La relación entre Karol Wojtyla y el Opus Dei se inicia en los años
sesenta del siglo pasado, se consolida en la década siguiente y llega
a su cenit en los años 80-90, con la irresistible ascensión de la Obra
a la cúpula del Vaticano, desde donde, tras ocupar los más
influyentes puestos de mando, ha intervenido activamente en el
diseño, primero, y en la puesta en marcha, después, del proceso de
restauración de la Iglesia católica bajo el protagonismo del Papa y la
guía teológica del cardenal alemán Ratzinger. A lo largo del último
cuarto de siglo, el catolicismo se ha configurado a imagen y
semejanza de la organización de Escrivá de Balaguer.

El Opus empezó a mimar a Karol Wojtyla cuando era arzobispo de
Cracovia. ¿Cómo? Organizándole viajes por todo el mundo e
invitándole a participar en congresos de la Obra en Roma y a
impartir conferencias en el Centro Romano de Encuentros
Sacerdotales (CRIS). Una de ellas, dentro de la más pura tendencia
espiritualista del Opus, llevaba por título La evangelización y el
hombre interior y fue pronunciada en octubre de 1974, el mismo
año en que Pablo VI publicaba la encíclica Evangelii nuntiandi, que
subrayaba la relación entre la evangelización y la promoción
humana.
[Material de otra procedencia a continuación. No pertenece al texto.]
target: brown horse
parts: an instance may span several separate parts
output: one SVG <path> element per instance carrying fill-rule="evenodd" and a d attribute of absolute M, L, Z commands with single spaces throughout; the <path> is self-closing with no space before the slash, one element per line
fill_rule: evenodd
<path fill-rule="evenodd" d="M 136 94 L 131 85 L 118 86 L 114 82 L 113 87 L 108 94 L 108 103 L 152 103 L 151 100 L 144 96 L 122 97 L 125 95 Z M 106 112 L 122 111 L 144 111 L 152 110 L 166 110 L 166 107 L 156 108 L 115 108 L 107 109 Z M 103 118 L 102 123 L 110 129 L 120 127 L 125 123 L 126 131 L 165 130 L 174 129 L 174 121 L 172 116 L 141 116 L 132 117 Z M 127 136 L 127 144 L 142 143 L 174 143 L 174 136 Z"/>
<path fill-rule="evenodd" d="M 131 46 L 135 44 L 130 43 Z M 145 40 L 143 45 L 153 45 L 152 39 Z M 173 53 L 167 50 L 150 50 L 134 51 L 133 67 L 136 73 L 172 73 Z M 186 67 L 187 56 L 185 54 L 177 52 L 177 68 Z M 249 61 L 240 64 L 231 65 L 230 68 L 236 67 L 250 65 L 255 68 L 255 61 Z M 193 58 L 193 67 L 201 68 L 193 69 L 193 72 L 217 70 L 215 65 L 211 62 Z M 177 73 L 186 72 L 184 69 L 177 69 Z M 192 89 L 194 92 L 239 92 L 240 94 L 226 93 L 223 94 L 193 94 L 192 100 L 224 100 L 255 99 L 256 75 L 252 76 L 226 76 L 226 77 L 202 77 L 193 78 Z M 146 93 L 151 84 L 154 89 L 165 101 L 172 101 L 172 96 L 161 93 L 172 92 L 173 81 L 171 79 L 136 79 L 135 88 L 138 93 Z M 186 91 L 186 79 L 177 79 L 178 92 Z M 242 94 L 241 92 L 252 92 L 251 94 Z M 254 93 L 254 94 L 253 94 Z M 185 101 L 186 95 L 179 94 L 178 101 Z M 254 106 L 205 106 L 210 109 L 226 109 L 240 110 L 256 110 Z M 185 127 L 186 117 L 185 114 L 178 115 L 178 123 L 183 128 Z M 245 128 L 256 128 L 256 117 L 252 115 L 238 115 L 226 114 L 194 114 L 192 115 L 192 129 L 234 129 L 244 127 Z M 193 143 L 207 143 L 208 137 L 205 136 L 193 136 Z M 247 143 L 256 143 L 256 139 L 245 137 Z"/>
La sintonía resultó fácil desde el principio, ya que
compartían la misma o similar concepción de la Iglesia y de la
política:     devoción   mariana,     conservadurismo     teológico,
anticomunismo, confesionalidad de las instituciones temporales,
rigorismo moral, autoritarismo eclesiástico, etc...

Como han demostrado los "Discípulos de la Verdad" en su
documentada obra A la sombra del papa enfermo, el Opus diseñó
con gran precisión la estrategia para la elección papal de Wojtyla,
con la colaboración decisiva del arzobispo de Múnich, Joseph
Ratzinger; los cardenales norteamericanos próximos a la Obra J.
Joseph Krol y J. Patrick Cody, y el arzobispo de Viena, cardenal
Franz König, entonces entusiasta de la Obra. El centro de
operaciones de dicha estrategia fue Villa Tevere, cuartel general del
Opus Dei en Roma, donde Wojtyla rezó ante la tumba de monseñor
Escrivá de Balaguer antes de entrar en el cónclave del que saldría
Papa y donde volvería para rezar ante el cadáver de monseñor
Álvaro del Portillo, primer obispo de la prelatura personal.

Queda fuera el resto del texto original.